L'Etat tchèque appelé à comparaître à Strasbourg.

Deux personnes se déplaçant en fauteuil roulant viennent de déposer plainte contre l'Etat tchèque au Tribunal européen des droits de l'homme de Strasbourg. Selon eux, ils seraient victimes de discrimination envers les handicapés physiques. Guillaume Narguet.

Tout un chacun utilisant les transports en commun en République tchèque se pose inévitablement un jour la question: comment voyagent les personnes à mobilité réduite, tout particulièrement celles en fauteuil roulant? Les stations de métro dans le centre de Prague leur sont purement et simplement inaccessibles et l'accès aux tramways, comme à la majorité des bus, est conditionné par la montée de marches. Quant au train, la gêne nous envahit rien qu'à son évocation. Il est ainsi courant de placer les personnes avec leur fauteuil dans le wagon des colis postaux! Et pourtant, il existe des lois.
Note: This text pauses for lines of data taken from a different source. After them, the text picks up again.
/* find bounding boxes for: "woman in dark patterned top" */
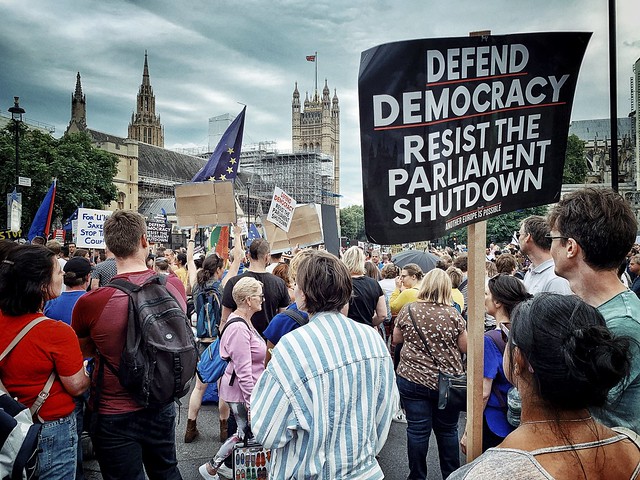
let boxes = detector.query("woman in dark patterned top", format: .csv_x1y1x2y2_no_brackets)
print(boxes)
393,268,467,480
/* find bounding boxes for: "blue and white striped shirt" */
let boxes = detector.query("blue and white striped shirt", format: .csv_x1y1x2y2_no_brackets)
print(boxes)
251,311,399,479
Et c'est bien la raison pour laquelle les Zehnalovi, un couple de Prerov, en Moravie, se sont retournés vers le Tribunal de Strasbourg. Depuis 1994, toutes les délivrances de permis de construire ou de rénovation de bâtiments publics, comme peuvent l'être, par exemple, banques, magasins ou services administratifs, sont, en effet, conditionnées par l'aménagement d'un accès à l'intérieur des bâtiments propre aux personnes handicapées. Or, selon ce couple, l'Etat tchèque enfreint la loi. Des années durant, ils ont revendiqué leurs droits, réclamé le soutien des services administratifs avant de solliciter, en dernier recours, les tribunaux tchèques. En vain, aucune de leurs requêtes n'aboutit. Mais le dossier qu'ils transmettent maintenant à Strasbourg sur la réalité de leur situation à Prerov, guère différente de celle régnant dans la plupart des autres villes du pays, est minutieusement préparé et richement documenté. Ainsi, ils ont recensé, rien que pour la ville morave de près de 50000 habitants, plus de 200 bâtiments qui leur sont inaccessibles.
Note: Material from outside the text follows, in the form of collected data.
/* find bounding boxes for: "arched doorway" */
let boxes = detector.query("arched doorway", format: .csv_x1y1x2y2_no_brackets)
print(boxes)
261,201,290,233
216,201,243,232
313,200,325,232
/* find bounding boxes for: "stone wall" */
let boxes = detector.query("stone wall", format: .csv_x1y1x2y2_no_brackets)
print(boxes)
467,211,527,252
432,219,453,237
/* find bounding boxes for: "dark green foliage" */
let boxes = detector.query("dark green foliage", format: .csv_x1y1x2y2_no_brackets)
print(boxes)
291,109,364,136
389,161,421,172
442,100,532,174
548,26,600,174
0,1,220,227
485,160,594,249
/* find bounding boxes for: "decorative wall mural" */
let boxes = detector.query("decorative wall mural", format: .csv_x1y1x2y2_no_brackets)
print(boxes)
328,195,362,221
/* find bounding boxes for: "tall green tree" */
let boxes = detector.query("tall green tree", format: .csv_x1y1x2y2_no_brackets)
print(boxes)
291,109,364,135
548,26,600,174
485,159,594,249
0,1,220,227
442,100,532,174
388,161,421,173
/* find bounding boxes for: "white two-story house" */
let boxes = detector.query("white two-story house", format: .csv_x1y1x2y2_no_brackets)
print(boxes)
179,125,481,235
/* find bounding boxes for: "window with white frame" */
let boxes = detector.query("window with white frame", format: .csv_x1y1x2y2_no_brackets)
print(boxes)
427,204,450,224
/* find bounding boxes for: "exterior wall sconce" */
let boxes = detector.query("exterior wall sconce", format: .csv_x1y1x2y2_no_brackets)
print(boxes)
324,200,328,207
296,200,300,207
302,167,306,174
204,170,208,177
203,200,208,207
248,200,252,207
Difficile de prévoir quel sera le verdict de la Cour européenne, mais quel qu'il soit, la plainte aura au moins permis de braquer les projecteurs sur un problème quotidien alarmant pour des milliers de personnes. Car si la Tchéquie dispose dans ce domaine d'un Code pénal sensiblement identique à celui de bien d'autres pays, beaucoup de laxisme est malheureusement à déplorer dans son respect. Et puis, discrimination ou pas, cette attaque en justice constitue un cas sans précédent, qui pourrait sensiblement renforcer la position des personnes à mobilité réduite. D'ores et déjà, le comportement de certains employés administratifs semble évoluer dans le bon sens, soit une première marche franchie en fauteuil...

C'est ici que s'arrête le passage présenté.